戦後の団塊の世代が高齢者になることで、日本は一気に本格的な高齢化社会に突入する。
2025年には、65才以上の高齢者が6000万人を超えると予想されている。
一方、総人口の減少とますます速まる少子化傾向と相俟って、労働人口の激減が起こる。
15才までの若年人口と65才以上の老齢人口を除いたもの、つまり16才から64才までの間の世代を労働人口と言うが、2025年には日本には働く人が殆どいなくなる。
右を見ても左を見ても年寄りばかりの日本になるから、その年寄りの質次第で、日本の行く末は決まると言っても過言ではない。
高齢者の質を高める。
二十一世紀の日本の重要課題だが、現実はますます高齢者の質が低下している。
介護問題が大きくなればなるほど、高齢者の質は低下していく。
右を見ても左を見ても介護車のステッカーを貼った車が闊歩(闊走)し、右を見ても左を見てもホテル並の豪奢な養護センターつまり養老院が雨後の筍のように乱立する現代日本の様相は、高齢者の質の低下のバロメーターになっている。
高齢者の質の低下の勢いに力を貸している悪徳業者の代表が、現代日本の拝金主義の権化である医療ビジネスであり、彼らと結託した保険ビジネスが高齢者の質の低下を更に速めるのに力を貸している。
医療ビジネス・保険ビジネスは将来不安を煽る悪徳商法そのものである。
テレビを筆頭に新聞・雑誌そしてインターネットといったマスメディアがこれらの悪徳商法の手先となって暗躍(明躍)している。

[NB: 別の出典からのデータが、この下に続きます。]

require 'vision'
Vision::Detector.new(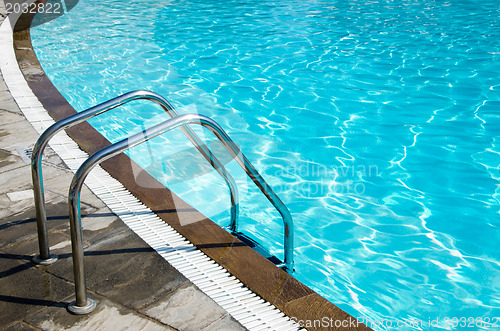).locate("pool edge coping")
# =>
[4,3,369,330]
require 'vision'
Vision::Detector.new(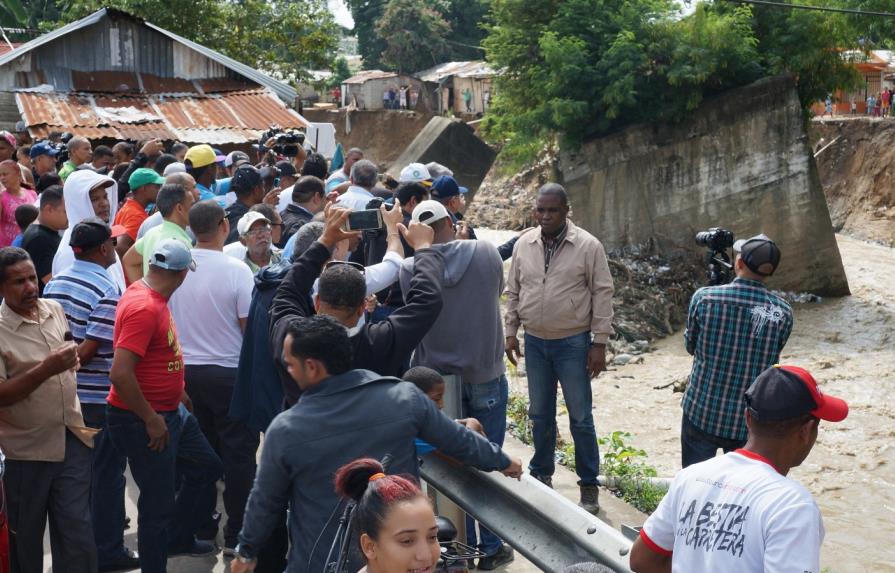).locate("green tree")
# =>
[483,0,880,162]
[347,0,491,70]
[347,0,386,70]
[64,0,338,81]
[376,0,451,74]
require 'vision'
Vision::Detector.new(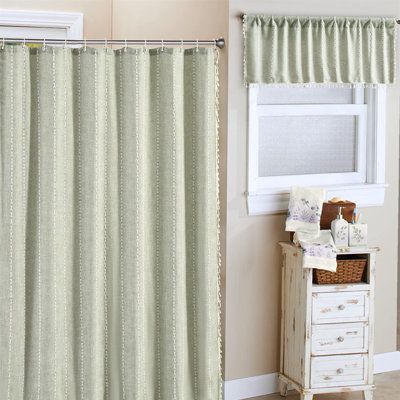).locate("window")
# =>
[247,85,386,214]
[0,10,83,39]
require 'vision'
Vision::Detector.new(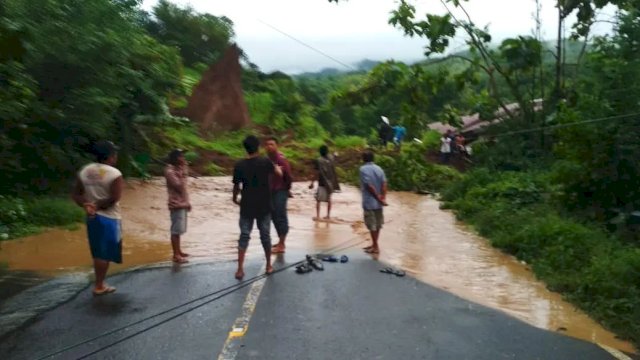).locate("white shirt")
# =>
[440,136,451,153]
[78,163,122,219]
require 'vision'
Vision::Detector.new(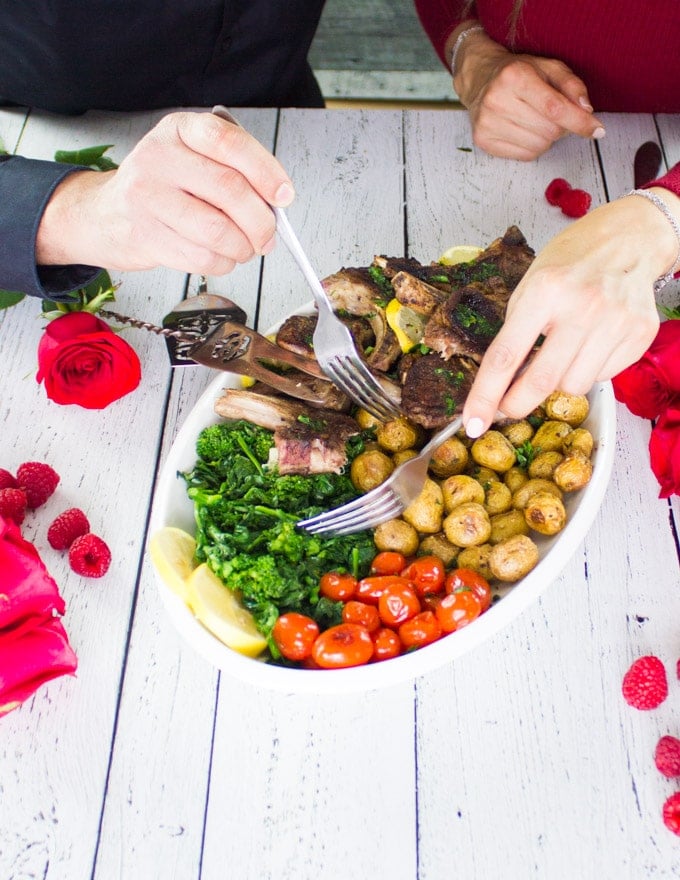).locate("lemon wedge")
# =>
[439,244,484,266]
[187,562,267,657]
[149,526,196,608]
[385,299,427,351]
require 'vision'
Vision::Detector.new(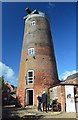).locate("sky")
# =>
[0,2,76,86]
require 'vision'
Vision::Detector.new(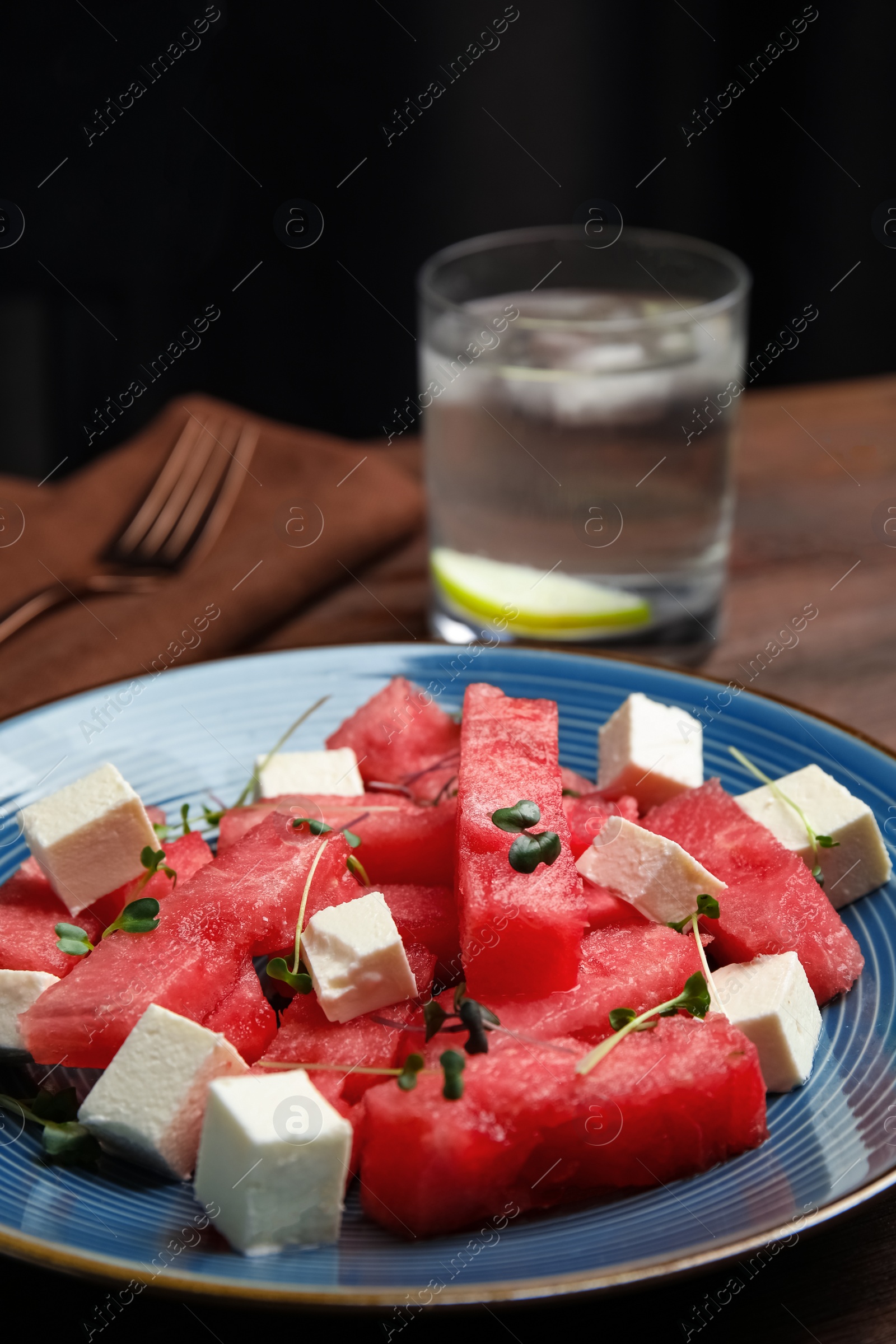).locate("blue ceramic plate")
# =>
[0,644,896,1320]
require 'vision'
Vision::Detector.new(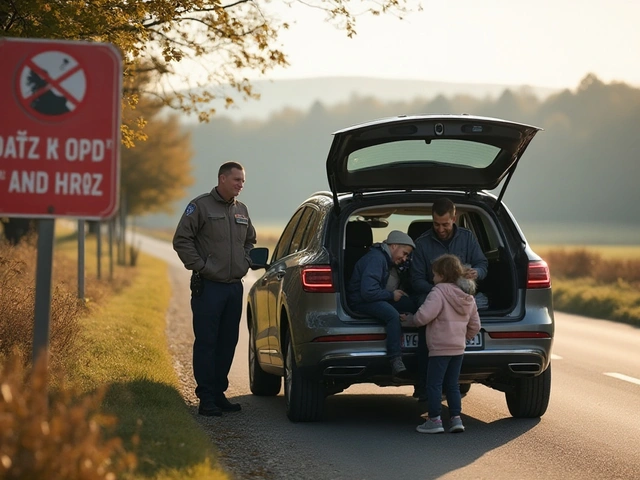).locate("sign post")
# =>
[0,38,122,360]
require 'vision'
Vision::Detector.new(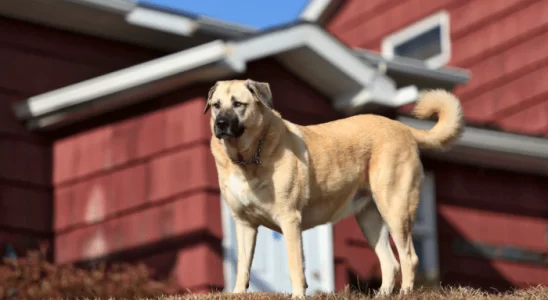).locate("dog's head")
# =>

マスメディアの強力な伝染力を利用して、車社会・家電社会・マンション社会・グルメ社会・・・と自動車会社・家電会社・マンション業者から本来職人肌の本物志向だった街の偏屈おっさんがやっている旨い食べ物屋まで悪徳商法に成り下がった日本社会。
右を見ても左を見ても悪徳業者ばかりの日本社会。
前を見ても質の低い高齢者ばかり、後ろを見ても人相の悪い阿呆ガキばかり。
右を見る左を見る前を見る後ろを見る一体お前は何者なのか。
まともなお前なら、世を儚んで自殺するしかない。
否!
右1メートル。
左1メートル。
前1メートル。
後1メートル。
前後左右1メートル四方の自分だけの世界(スペース)を確保して、独自の世界に浸り込む方法がある。
それが、『今、ここ』の世界。
オタクの世界のことを言っているのではない。
オタクの世界は出家の世界。
『今、ここ』の世界は在家の世界。
自分独りだけの世界が実在の世界であり、他者はすべて映像の世界。
結局の処、端からそれが本当の自分の世界であった。
“なんだ!そうだったんだ!”というホントの話である。